Editorial: Broken pledge

The persistence of caste privileges and the deprivations that such privileges bestow on society are a blot on India’s constitutional pledge of equality

The Editorial Board Published 10.11.21, 12:19 AM
Representational image.

Representational image. Shutterstock

India’s tryst with the annihilation of caste, as propounded by one of the founding fathers of the republic, remains unfulfilled. Discriminations based on ascriptive identities — the building blocks of India’s unequal social pyramid — continue to be exposed periodically: the claim by academics that caste prejudice is ‘endemic’ in universities is merely one example of this malaise. Rohith Vemula, Payal Tadvi, or, more recently, Deepa Mohanan are victims of not just a sickening social hierarchy but also institutions complicit in their marginalization. This is evident from the lapses that have been committed. For instance, a large number of universities chose to ignore a directive from the University Grants Commission to collate data on incidents of caste bias on campuses and corrective action taken. The figures given by a handful of universities reveal a shocking picture: for instance, Banaras Hindu University informed the higher education regulator that it had received 17 complaints of harassment of students from underprivileged backgrounds in a single year. Worryingly, the mechanism instituted as a deterrent is pockmarked with loopholes. Universities are in the habit of packing oversight committees with members whose political and ideological inclinations make it easy for them to brush the toxin under the carpet. Institutional lethargy is not the only manifestation of this evil. Several studies have pointed to a burgeoning culture of the shaming of the victims of caste abuse themselves — they are accused of being ‘feeble’ — the perpetuation of a myth that links merit to upper castes as well as the perpetration of physical, often sexual, violence against targets. The privatization of education, where there is little scope for scrutiny, is an additional challenge.

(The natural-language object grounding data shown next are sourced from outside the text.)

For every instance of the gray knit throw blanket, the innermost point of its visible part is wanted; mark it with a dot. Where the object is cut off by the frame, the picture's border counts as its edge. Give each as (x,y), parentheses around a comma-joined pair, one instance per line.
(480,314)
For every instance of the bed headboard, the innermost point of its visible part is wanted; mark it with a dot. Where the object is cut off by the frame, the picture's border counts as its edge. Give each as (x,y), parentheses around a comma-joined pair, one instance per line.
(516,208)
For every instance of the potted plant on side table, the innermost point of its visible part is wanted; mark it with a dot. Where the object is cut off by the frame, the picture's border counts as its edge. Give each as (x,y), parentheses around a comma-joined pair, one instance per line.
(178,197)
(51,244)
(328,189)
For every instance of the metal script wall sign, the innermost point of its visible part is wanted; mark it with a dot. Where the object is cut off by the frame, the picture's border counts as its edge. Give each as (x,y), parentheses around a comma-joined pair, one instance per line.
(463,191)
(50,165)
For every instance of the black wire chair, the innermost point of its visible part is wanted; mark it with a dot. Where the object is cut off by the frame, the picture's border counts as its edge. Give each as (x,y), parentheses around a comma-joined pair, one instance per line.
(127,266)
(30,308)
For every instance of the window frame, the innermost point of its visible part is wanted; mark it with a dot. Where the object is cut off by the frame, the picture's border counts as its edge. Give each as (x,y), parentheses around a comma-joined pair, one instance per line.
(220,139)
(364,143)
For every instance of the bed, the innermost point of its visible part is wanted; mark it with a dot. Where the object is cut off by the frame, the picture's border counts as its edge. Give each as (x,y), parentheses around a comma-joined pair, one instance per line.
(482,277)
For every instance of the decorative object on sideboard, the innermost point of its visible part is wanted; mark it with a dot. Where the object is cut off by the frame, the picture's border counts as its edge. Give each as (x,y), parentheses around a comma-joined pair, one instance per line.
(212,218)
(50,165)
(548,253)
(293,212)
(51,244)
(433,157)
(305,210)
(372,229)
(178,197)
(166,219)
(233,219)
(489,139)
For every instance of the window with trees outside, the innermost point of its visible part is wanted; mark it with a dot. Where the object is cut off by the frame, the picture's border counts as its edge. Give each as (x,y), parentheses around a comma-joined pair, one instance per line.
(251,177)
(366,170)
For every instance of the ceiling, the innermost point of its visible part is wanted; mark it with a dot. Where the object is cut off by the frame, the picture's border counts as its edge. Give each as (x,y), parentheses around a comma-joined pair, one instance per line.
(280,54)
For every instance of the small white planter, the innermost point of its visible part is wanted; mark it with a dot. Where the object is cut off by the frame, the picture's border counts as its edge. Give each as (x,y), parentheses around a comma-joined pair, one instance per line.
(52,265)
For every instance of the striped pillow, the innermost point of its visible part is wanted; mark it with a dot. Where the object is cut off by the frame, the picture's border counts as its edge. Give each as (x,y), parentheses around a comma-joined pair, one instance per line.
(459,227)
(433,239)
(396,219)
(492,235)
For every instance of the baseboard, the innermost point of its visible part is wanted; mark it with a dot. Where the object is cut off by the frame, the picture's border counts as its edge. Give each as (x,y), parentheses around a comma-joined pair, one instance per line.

What is required urgently is a robust, functioning grievance redressal system. This should include a legislation tailor-made for universities that punishes transgressors as well as the institutions that refuse to take cognizance of the palpable differentiation. Tenets of the Scheduled Castes and the Scheduled Tribes (Prevention of Atrocities) Act could be examined as a model. However, a customized stringent legislation cannot be the only solution. It should be accompanied by the kindling of an affirmative milieu that encourages greater assimilation. This is an imperative given the participatory momentum in underprivileged communities in education and other spheres. The persistence of caste privileges and the deprivations that such privileges bestow on society are a blot on India’s constitutional pledge of equality.